- Ghana ist erstes afrikanisches Land mit EU-Sicherheits- und Verteidigungspartnerschaft
- Deutschland unterstützt Ghanas Streitkräfte durch Ausbildung, Beratung und Ausstattungshilfe
- Ghana belegt Rang 7 weltweit bei UN-Friedensmissionen mit 1.925 Soldaten
Deutsch-ghanaische Beziehungen in Sicherheit und Verteidigung
Der Wissenschaftliche Dienst des Deutschen Bundestages hat im August 2026 eine umfassende Analyse der bilateralen Beziehungen zwischen Deutschland und Ghana erstellt, mit Schwerpunkt auf Sicherheits- und Verteidigungspolitik. Das Dokument des Fachbereichs EU 6 beleuchtet Ghanas politische Verfassung, die Geschichte der Beziehungen beider Länder sowie die konkrete sicherheitspolitische Zusammenarbeit.
Ghana als stabiler Partner in Westafrika
Ghana gilt als gefestigte Demokratie mit einem Freedom-House-Score von 80 von 100 Punkten und hat seit Einführung der heutigen Verfassung 1992 mehrere demokratische Machtwechsel erlebt. Im Gegensatz zu Nachbarstaaten wie Burkina Faso oder Mali blieb Ghana von Militärputschen verschont. Aktueller Staatspräsident ist seit Januar 2025 John Dramani Mahama vom National Democratic Congress. Die Analyse verweist jedoch auf Verschlechterungen bei der Pressefreiheit sowie auf ein im Mai 2026 verabschiedetes, international kritisiertes Anti-LGBT-Gesetz.

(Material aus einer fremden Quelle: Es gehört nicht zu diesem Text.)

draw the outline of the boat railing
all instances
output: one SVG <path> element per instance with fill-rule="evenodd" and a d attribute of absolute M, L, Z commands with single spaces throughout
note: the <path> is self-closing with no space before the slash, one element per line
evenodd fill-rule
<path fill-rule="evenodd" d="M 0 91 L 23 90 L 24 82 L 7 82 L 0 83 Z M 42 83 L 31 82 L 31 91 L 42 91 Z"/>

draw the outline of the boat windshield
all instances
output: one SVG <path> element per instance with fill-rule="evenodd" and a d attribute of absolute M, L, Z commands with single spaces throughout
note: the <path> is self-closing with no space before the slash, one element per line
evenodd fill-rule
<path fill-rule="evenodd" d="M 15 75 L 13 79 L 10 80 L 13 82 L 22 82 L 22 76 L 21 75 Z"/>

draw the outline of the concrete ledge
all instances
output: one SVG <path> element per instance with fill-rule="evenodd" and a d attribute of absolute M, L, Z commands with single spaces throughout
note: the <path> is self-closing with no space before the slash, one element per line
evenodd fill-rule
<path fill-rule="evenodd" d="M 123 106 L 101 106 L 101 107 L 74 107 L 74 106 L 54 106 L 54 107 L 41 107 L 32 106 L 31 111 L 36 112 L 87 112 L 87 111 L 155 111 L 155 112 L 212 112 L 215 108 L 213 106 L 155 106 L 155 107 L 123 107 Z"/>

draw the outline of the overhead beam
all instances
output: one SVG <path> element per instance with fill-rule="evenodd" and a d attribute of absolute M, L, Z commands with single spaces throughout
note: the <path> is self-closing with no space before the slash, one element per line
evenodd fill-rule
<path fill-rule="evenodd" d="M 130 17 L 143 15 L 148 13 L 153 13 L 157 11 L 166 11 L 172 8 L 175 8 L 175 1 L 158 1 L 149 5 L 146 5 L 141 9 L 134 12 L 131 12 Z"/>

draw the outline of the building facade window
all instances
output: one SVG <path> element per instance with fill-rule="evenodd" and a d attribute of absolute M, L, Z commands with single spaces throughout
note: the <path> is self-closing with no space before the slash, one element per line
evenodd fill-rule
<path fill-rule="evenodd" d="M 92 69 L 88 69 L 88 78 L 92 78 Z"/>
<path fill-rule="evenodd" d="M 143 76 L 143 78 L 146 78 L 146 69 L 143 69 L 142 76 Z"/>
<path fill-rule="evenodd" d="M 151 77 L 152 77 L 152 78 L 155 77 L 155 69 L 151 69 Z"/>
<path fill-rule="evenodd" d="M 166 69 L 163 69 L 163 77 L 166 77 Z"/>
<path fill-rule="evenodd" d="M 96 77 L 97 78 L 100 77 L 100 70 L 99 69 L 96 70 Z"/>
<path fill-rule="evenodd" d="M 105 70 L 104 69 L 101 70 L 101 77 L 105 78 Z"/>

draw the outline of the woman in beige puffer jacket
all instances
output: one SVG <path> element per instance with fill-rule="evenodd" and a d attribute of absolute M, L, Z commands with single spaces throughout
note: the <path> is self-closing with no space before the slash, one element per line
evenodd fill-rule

Ghana bewältigt zudem eine schwere Schuldenkrise; die Bundesregierung stimmte im November 2025 einer Umschuldung von 53 Milliarden Euro zu.
Geschichte und Stand der bilateralen Beziehungen
Die Beziehungen reichen weit zurück: Bereits 1683 gründete das Kurfürstentum Brandenburg auf dem Gebiet des heutigen Ghana die Kolonie Groß Friedrichsburg, von der aus schätzungsweise 30.000 Menschen versklavt und in die Karibik verschleppt wurden. Seit der ghanaischen Unabhängigkeit 1957 bestehen formelle diplomatische Beziehungen. Bundespräsident Frank-Walter Steinmeier besuchte Ghana 2017 und 2025, Bundeskanzler Olaf Scholz zuletzt 2023. In Deutschland leben derzeit rund 53.000 ghanaische Staatsbürger.
Sicherheitspolitische Zusammenarbeit im Detail
Deutschland zählt zu den wichtigsten Partnern Ghanas bei der Ausbildung und Ausstattung der Streitkräfte. Seit 2013 ist Ghana Partnerland im deutschen Programm zur Ausstattungshilfe für Afrika; im Zeitraum 2021 bis 2024 umfasste das Programm ein Budget von rund 11,2 Millionen Euro. Vor Ort setzt die German Armed Forces Technical Advisory Group (GAFTAG) das Programm um. Waffentransfers sind ausdrücklich ausgeschlossen.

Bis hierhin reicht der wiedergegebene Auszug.